Мне пришлось вспоминать, прежде чем я произнес, запинаясь:
– Джеймс Тремонт из Балтимора.
– Ты как будто не уверен в этом, – сказала она, целуя меня в пупок.
– Много времени прошло.
– Ты не такой старый.
– Я старше, чем выгляжу.
Ее ноздри раздулись, а у меня под языком набухла ядовитая железа. Я придавил железу и поцеловал Иридию в левый сосок.
– Укуси его, – шепнула она.
– Чуть позже, – откликнулся я.
– Я хочу сейчас.
– Как я заставлю тебя вернуться, если не смогу заставить ждать?

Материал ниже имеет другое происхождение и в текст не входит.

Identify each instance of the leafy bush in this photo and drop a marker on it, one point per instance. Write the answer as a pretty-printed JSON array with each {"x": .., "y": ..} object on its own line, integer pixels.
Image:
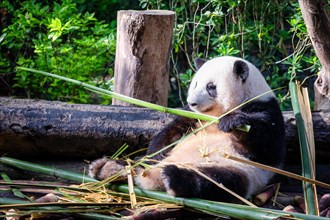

Она села на кровати в моей пустой подземной комнате.
– Я никогда не встречала такого мужчины, как ты.
– Тогда мы в равном положении, – сказал я, подумав, что несколько десятилетий не говорил так много.
– Тебе правда не нужны ни книги, ни музыка, ни даже картины на стене?
– Долгое время я полагал, что мне нужны лишь пища и сон.
– А сейчас?
– Сейчас – гораздо больше, настолько, что у меня нет слов описать это.
– Я должна рассказать Тарверу об этой ночи, – тихо сказала она.
– Понятно.
– Я не брошу его.
Я хотел сказать, что любовь, раздиравшая мне грудь, не позволит мне жить с ней – слишком силен был мой голод по ее душе.
– Мы еще увидимся? – спросил я.
– Тебя я тоже не брошу, – твердо сказала она.
– Почему? Ты почти не знаешь меня.
– Я знаю тебя лучше, чем любого другого мужчину. Ты спас мне жизнь. Я думаю, что ты для этого и создан – чтобы спасать жизни.